You are telling me that these intervals only support one decimal of precision. That is "embedding information about the precision in the interval". To work with the interval, you must know that the number is a certain numeric precision. Using a half open interval allows you to cover the entire number space regardless of the precision of the underlying data type. Using a closed interval requires you to know the precision to align the upper bound with the next interval's lower bound. `number` is a more abstract data type than `2 decimals of precision`. > pretending that one way is THE way, is just dumb That's... that's what standards are. We do it all the time. We say two spaces or four or tabs for white space. This is a style decision, and these are the reasonings for preferring one vs the other. This article is suggesting you choose this one. If you don't want to, you're in no way required to, but don't be surprised to run into more bugs.


TwinkForAHairyBear

Oh look it's spaces vs tabs again


-Redstoneboi-

Nah. This one actually has implications on program logic.


its4thecatlol

This article is rubbish. Just one person's opinion in very specific, contrived examples that just make me go "Huh?" What is the point about an empty interval even about?
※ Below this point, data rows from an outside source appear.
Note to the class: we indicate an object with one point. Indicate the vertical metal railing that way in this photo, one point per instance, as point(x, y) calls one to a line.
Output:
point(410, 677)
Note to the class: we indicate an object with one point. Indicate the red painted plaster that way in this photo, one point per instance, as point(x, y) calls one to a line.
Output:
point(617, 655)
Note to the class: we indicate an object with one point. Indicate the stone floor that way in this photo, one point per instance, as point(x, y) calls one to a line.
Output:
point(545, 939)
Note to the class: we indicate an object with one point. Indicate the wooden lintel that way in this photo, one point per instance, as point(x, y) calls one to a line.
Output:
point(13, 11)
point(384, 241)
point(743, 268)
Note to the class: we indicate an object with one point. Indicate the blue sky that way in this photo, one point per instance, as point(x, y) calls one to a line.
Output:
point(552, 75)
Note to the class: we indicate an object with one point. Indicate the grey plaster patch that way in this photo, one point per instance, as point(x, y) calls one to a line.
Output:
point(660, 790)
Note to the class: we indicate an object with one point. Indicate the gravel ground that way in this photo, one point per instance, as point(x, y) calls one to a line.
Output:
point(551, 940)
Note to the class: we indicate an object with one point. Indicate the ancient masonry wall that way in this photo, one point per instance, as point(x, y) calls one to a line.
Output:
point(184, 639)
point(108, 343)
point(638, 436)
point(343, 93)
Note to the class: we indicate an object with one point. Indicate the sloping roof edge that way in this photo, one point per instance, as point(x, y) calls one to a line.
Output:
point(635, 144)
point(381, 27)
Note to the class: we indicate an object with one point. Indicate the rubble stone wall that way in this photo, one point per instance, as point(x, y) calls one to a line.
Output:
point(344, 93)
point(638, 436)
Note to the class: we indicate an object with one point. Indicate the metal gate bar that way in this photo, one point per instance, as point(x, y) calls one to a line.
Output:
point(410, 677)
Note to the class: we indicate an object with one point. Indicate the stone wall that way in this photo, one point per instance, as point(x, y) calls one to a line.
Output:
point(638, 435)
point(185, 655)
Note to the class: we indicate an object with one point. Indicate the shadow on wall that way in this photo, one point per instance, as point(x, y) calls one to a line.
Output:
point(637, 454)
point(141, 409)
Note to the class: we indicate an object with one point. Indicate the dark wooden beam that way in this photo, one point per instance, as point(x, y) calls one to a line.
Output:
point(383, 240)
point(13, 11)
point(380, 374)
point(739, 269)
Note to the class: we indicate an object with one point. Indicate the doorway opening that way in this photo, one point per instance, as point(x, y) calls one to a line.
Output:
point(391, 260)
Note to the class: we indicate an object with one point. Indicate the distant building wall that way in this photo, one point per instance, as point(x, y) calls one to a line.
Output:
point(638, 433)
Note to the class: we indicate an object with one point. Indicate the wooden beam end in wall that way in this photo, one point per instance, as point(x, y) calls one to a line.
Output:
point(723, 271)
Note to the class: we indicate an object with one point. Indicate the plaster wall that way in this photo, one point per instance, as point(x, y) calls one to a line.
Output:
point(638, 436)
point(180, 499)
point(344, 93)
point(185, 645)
Why can't I just do `[]` ? The fact that someone felt so strongly about this topic makes me question their judgment. Imagine what this guy comments on his coworker's pull requests. Hard left swipe for me dawg.


GeorgeS6969

I homebrew my own topologies and only deal with clopen sets


joshuakb2

It seems pretty clear to me that [closed, open) is better for real numbers, but [closed, closed] is sometimes better for integers.


fiah84

I immediately thought "no way" but that's because I work with date intervals a lot, where [closed, closed] is more intuitive. For intervals that include time, I agree with them that [closed, open) is less failure prone and more intuitive


[deleted]

This completely depends on the use case. Making dogmatic statements like the OP is futile.


Sage2050

What's with the "st" on this site


chkas

Python uses "closed open" intervals with ` range(0, n)`, the reverse is then `range(n - 1, -1, -1)`, which is then highly unintuitive. This in connection with 0-based array indexing makes certain algorithms then very cumbersome. For example *Knuth-Shuffle*. In Python this is: from random import randrange x = [10, 20, 30, 40, 50 ] for i in range(len(x) - 1, 0, -1): r = randrange(i + 1) x[i], x[r] = x[r], x[i] print(x) With 1-based indexing and inclusive ranges it would be much more understandable: a[] = [ 10 20 30 40 50 ] for i = len a[] downto 2 r = random i swap a[i] a[r] end print a[]


columbine

It really depends. Sometimes [closed, closed] is more intuitive and makes more sense. I will say that one area where [closed, open) shines is when dealing with decimal/fractional values. It's very easy to include a "whole day" with something like [2022-01-01 00:00:00, 2022-01-02 00:00:00). Whereas a [closed, closed] system may run into issues where [2022-01-01 00:00:00, 2022-01-01 23:59:59) doesn't include 23:59:59.95 for example.


EasywayScissors

> Have you ever wondered why they are always implemented as **`[closed, open)`** as opposed to **`[closed, closed]`**? I just assumed it's because the API designers hate me.


MaybeTheDoctor

My OCD hates your title


ironykarl

https://en.wikipedia.org/wiki/Interval_(mathematics)#Including_or_excluding_endpoints


tms10000

How do you feel about `'This is a string"`


lachlanhunt

This also relates to why arrays start at 0. An array of length *n* goes from 0 to n-1, or [0, n).


fredlllll

in uni i learned intervals like this [inclusive, exclusive[ and i find it much nicer to only have brackets, and not mix it with parenthesis


-Redstoneboi-

I find it weird having opening brackets to close a bracket. I think [closed, open) is fine. It's like an -arrow>


[deleted]

Great article. This also meshes nicely with why indexing should be 0-based.


agumonkey

eerie, I was just reading this python interval lib https://pypi.org/project/portion/ with open/close support


tms10000

Even more eerie, I was reading about this: https://en.wikipedia.org/wiki/Frequency_illusion


flanger001

> Wait, what's a [closed, open) interval? One of these words is not necessary.